10 WWE Stars Who Were TRULY Buried
4. Rusev
Rusev is in exile, currently, reportedly exhausted by a machine that has failed him.
And it has failed him. Rusev is genuinely a very, very good performer who might yet prove himself to be better than that beyond the confines of the WWE system, like Jon Moxley, PAC and KENTA before him. His grasp of selling is superb, and his registering is indicative of an exceptional talent, too. At his motivated best, Rusev boasts an ability to project himself as a star, as well as an artist. He got over as a retrograde foreign heel, an act he wasn't even best suited to, but Vince McMahon "got" that. He has booked acts in that vein for years and years.
But he doesn't "get" the Rusev of such endearing, irreverent comedic instincts.
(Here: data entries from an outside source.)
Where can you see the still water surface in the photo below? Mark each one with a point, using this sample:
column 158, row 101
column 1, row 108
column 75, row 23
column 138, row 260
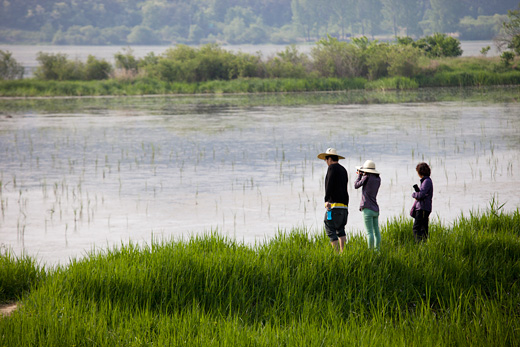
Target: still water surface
column 102, row 172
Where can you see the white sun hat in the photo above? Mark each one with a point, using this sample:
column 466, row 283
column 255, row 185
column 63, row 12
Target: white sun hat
column 369, row 166
column 329, row 151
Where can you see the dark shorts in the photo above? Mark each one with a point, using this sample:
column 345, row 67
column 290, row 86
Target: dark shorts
column 335, row 228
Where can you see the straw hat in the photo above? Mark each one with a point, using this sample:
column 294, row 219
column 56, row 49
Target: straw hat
column 329, row 151
column 369, row 166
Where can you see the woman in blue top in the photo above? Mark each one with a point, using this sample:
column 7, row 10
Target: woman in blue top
column 369, row 179
column 422, row 206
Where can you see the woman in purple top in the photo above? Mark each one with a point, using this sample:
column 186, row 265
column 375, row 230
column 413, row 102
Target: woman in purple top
column 369, row 179
column 422, row 207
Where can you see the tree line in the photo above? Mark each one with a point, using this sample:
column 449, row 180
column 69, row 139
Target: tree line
column 114, row 22
column 329, row 58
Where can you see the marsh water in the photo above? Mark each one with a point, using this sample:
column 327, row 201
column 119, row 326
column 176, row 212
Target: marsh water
column 92, row 173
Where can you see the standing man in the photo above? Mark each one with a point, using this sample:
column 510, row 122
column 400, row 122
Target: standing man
column 336, row 199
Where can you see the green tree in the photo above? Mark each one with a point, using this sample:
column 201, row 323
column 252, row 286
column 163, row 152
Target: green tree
column 304, row 15
column 368, row 15
column 10, row 69
column 509, row 37
column 392, row 12
column 342, row 14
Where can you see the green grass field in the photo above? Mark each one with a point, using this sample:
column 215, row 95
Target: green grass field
column 461, row 288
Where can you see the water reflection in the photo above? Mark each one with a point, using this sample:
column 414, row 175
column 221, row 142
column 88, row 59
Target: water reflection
column 90, row 175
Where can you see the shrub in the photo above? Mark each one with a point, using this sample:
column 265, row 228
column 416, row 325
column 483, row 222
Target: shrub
column 437, row 45
column 288, row 64
column 404, row 61
column 210, row 62
column 10, row 69
column 332, row 58
column 97, row 69
column 507, row 57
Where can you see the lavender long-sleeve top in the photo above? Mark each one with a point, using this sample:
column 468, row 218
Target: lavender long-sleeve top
column 370, row 184
column 424, row 196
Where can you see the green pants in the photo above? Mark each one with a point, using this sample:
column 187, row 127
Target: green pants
column 372, row 224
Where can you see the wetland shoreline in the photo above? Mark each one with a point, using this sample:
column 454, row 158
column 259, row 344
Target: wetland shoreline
column 458, row 288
It isn't broad enough for his "such good sh*t" sensibilities, which was achingly clear when he never got behind the Rusev Day bit in spite of palpable crowd support.
His conduct on Twitter is not shrewd - "Bury me softly brother" was a curtain-revealing in-joke too far - but by that point, you sense Rusev had lost patience and hope. Perhaps that whole mess accelerated the parting of Rusev Day - a senseless waste of an act that were grassroots popular among live crowds, and have individually achieved nothing since.